Heads Up: Video Game Organizers Are Taking On Morphing Federal Labor Policy With UVW-CWA

by | Apr 21, 2025 | Bargaining/Negotiations, CWA, Industry, Labor Relations Ink, Labor Relations Insight, Leadership, Legal, News, NLRB, Tech - Media, Union Leaders, Union Organizing, Unionized Company, Unions

Recent shifts in federal labor policy were intended as business friendly moves, but as we recently warned, Trump’s executive order aiming to eliminate collective bargaining for federal workers could drive up union activity in the private sector. The same goes for dismantling an agency that provides mediation services during collective bargaining disputes and how the NLRB has been essentially rendered non-functional through a lack of a quorum involving Gwynne Wilcox’s seesawing employment status.

These changes are motivating one deep-pocketed union in particular to modify their toolbox of strategies. That would be the Communication Workers Of America, which previously embarked upon an aggressive plan to unionize tech workers through its CODE-CWA (Coalition to Organize Digital Employees) initiative. Over the past few years, the union claims to have organized 6000+ tech workers under CODE-CWA, and last year, they claimed to count 1,750 video game workers under that umbrella.

A new union offshoot: CWA is now launching modified organizing plans amid morphing labor policies. In mid-March at the Game Developers Conference (GDC), the union announced their newest initiative, United Videogame Workers (UVW-CWA), which is being billed as “a direct-join, industry-wide video game union with the Communications Workers of America (CWA) in partnership with the American Federation of Musicians (AFM).” This direct-join union appears to be CWA’s acknowledgement that the NLRB might not be operational for a while and cannot be depended upon to suit Big Labor’s purposes, so why not ignore this obstacle?

Why it’s significant: UVW-CWA claims to have already gathered around 450 members within its first month of existence, although it must be noted that there are distinctions to be drawn with a direct-join union. This model allows workers to join throughout the gaming industry without an election and without being limited to a single employer. However, direct-join unions don’t hold the same bargaining power and exist under the expectation that management will come to agreements involving working conditions without bargaining.
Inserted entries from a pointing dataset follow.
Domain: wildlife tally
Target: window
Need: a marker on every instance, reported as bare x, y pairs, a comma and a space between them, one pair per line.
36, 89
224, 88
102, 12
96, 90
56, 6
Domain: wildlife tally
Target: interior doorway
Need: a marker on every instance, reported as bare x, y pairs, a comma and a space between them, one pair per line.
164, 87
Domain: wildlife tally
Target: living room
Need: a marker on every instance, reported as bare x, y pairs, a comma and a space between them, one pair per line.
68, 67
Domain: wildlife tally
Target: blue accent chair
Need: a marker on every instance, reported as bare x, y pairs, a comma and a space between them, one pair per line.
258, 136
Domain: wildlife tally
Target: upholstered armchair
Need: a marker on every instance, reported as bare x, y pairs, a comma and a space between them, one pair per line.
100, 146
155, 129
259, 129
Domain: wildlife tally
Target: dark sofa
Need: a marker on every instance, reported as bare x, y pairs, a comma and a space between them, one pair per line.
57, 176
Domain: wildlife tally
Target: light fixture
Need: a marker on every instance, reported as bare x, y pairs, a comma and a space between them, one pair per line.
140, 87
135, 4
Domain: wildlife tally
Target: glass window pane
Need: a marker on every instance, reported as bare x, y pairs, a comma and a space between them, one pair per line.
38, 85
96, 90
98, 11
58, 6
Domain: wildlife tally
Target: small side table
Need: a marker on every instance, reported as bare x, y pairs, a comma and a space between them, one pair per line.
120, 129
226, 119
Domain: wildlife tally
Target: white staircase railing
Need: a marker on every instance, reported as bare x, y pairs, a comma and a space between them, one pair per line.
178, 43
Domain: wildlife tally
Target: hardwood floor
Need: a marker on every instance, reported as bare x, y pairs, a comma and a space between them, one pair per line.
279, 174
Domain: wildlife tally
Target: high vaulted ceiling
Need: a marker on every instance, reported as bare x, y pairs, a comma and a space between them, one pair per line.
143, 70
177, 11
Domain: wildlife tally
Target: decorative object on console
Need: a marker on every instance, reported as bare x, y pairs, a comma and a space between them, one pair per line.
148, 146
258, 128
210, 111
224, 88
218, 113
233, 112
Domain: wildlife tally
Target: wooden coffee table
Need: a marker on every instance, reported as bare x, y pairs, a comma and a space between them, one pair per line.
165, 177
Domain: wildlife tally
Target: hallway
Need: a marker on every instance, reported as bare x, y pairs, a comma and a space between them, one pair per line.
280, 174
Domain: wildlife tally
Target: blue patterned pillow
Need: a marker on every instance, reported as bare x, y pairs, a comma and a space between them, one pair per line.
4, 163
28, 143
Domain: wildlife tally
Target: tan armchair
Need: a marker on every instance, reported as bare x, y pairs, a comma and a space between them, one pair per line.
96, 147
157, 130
Will those agreements happen? These are early days for the UVW-CWA, so it’s worth watching how Microsoft reacts if and when they are targeted, and whether the tech conglomerate will extend their labor neutrality stance to this direct-join union. Other employers will have to make that call when the UVW-CWA comes knocking for their workers, and they will want to, as always, do everything possible to build and maintain positive workplaces, so that their workers won’t feel the need to turn to third-party representation of any type, direct-join or otherwise.

The UVW-CWA’s objectives: At the GDC event, union organizers also went old-school by passing out a “zine” with the “We’re Done Playing” slogan. This zine contained the draft form of “a video game worker bill of rights to standardize working conditions, including hiring inequality, crunch, and contractor health care.” The CWA also railed against “the most anti-worker administrations of our lifetimes.”

Elsewhere in the gaming industry, traditional organizing activity continues. In March, a supermajority of Activision video game user researchers became the first of their specialty to unionize through an election. Also,  300 ZeniMax Workers United-represented quality assurance workers authorized a strike in early April.  These examples are reminders that although these are nebulous times, Big Labor will continue extending its tentacles into workspaces through any means available.